La dynamique mènera à la constitution, en mars 1960, de l’Association intercommunale pour le développement, l’expansion et l’équipement économique et social du Borinage, ou Interboraine pour les intimes. Son président, le puissant socialiste Richard Stiévenart, venait de Ghlin, encore autonome. Un seul de ses trois vice-présidents provenait de l’intra-muros montois : Abel Dubois. La conscience boraine avait enfin des instruments dans les mains. Mais il était déjà trop tard : les mineurs ont commencé à commander quand l’économie avait terminé de leur commander du charbon. Le dernier charbonnage borain fermera en 1968, le dernier de l’arrondissement, à Hensies, en 1976. L’objet social de l’Interboraine n’était pas encore montois, mais son siège l’était déjà bien.
La grande grève de l’hiver 1960 marqua, dans la culture ouvrière régionale, un basculement moins tragique, mais aussi pesant que la fusillade de 1893. Elle fut menée, dans une sous-région sans sidérurgistes, par d’autres syndicalistes que les fourbus mineurs de fond : des fonctionnaires du public venaient les impulsions. Signe d’une économie qui, jadis exclusivement fondée sur le secteur primaire de l’extraction, devait se vouer au tertiaire des services, sans être passée par le secondaire de l’industrie lourde. Signe aussi et surtout d’une géographie qui se recentrait sur Mons.

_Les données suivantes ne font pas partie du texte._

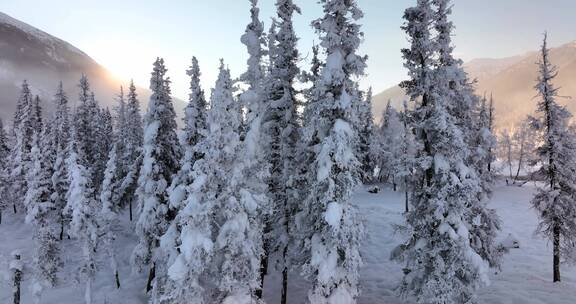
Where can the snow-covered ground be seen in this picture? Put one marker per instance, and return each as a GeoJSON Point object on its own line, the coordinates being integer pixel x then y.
{"type": "Point", "coordinates": [526, 277]}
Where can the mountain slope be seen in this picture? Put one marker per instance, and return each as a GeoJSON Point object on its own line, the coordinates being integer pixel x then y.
{"type": "Point", "coordinates": [511, 81]}
{"type": "Point", "coordinates": [43, 60]}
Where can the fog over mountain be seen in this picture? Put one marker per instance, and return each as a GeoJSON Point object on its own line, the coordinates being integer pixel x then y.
{"type": "Point", "coordinates": [511, 80]}
{"type": "Point", "coordinates": [43, 60]}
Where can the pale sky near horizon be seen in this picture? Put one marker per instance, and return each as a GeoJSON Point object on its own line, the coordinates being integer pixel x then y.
{"type": "Point", "coordinates": [127, 35]}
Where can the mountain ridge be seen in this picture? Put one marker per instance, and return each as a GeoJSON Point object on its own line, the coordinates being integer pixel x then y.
{"type": "Point", "coordinates": [511, 80]}
{"type": "Point", "coordinates": [28, 53]}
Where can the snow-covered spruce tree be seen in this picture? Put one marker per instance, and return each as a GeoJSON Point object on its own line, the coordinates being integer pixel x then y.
{"type": "Point", "coordinates": [120, 130]}
{"type": "Point", "coordinates": [134, 123]}
{"type": "Point", "coordinates": [441, 266]}
{"type": "Point", "coordinates": [109, 201]}
{"type": "Point", "coordinates": [114, 174]}
{"type": "Point", "coordinates": [483, 222]}
{"type": "Point", "coordinates": [103, 132]}
{"type": "Point", "coordinates": [390, 140]}
{"type": "Point", "coordinates": [328, 221]}
{"type": "Point", "coordinates": [133, 150]}
{"type": "Point", "coordinates": [37, 115]}
{"type": "Point", "coordinates": [520, 150]}
{"type": "Point", "coordinates": [161, 156]}
{"type": "Point", "coordinates": [366, 154]}
{"type": "Point", "coordinates": [281, 123]}
{"type": "Point", "coordinates": [4, 171]}
{"type": "Point", "coordinates": [491, 128]}
{"type": "Point", "coordinates": [484, 143]}
{"type": "Point", "coordinates": [193, 133]}
{"type": "Point", "coordinates": [555, 201]}
{"type": "Point", "coordinates": [238, 243]}
{"type": "Point", "coordinates": [61, 142]}
{"type": "Point", "coordinates": [85, 124]}
{"type": "Point", "coordinates": [403, 171]}
{"type": "Point", "coordinates": [42, 214]}
{"type": "Point", "coordinates": [183, 286]}
{"type": "Point", "coordinates": [213, 263]}
{"type": "Point", "coordinates": [23, 130]}
{"type": "Point", "coordinates": [83, 208]}
{"type": "Point", "coordinates": [16, 268]}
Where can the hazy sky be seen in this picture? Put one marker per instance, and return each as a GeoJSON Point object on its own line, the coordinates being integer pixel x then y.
{"type": "Point", "coordinates": [127, 35]}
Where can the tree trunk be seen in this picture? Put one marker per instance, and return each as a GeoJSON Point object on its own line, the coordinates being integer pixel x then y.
{"type": "Point", "coordinates": [17, 282]}
{"type": "Point", "coordinates": [520, 161]}
{"type": "Point", "coordinates": [284, 298]}
{"type": "Point", "coordinates": [263, 269]}
{"type": "Point", "coordinates": [151, 277]}
{"type": "Point", "coordinates": [88, 291]}
{"type": "Point", "coordinates": [61, 227]}
{"type": "Point", "coordinates": [556, 241]}
{"type": "Point", "coordinates": [117, 277]}
{"type": "Point", "coordinates": [406, 208]}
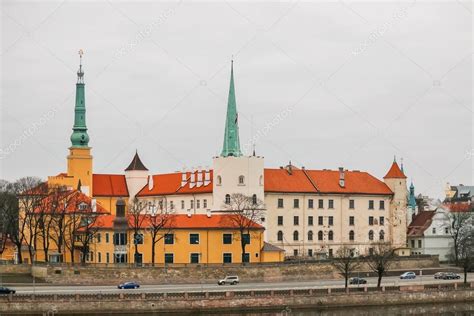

Le changement de dénomination et l’expansion spatiale de l’Interboraine, devenue Idea (Intercommunale de développement économique d’aménagement du territoire de la région Mons-Borinage-Centre) et la fusion des communes qui intégrait au grand Mons quelques communes de l’est du Couchant (Jemappes, Cuesmes, Flénu) allait, en deux fois (1971 et 1976), boucler ce mouvement proprement révolutionnaire. C’était un retour au point de départ. Mons redevenait l’unique centre de son périmètre. Un lieu de pouvoir. Comme au bon temps des comtes. Elle allait bientôt couronner un empereur.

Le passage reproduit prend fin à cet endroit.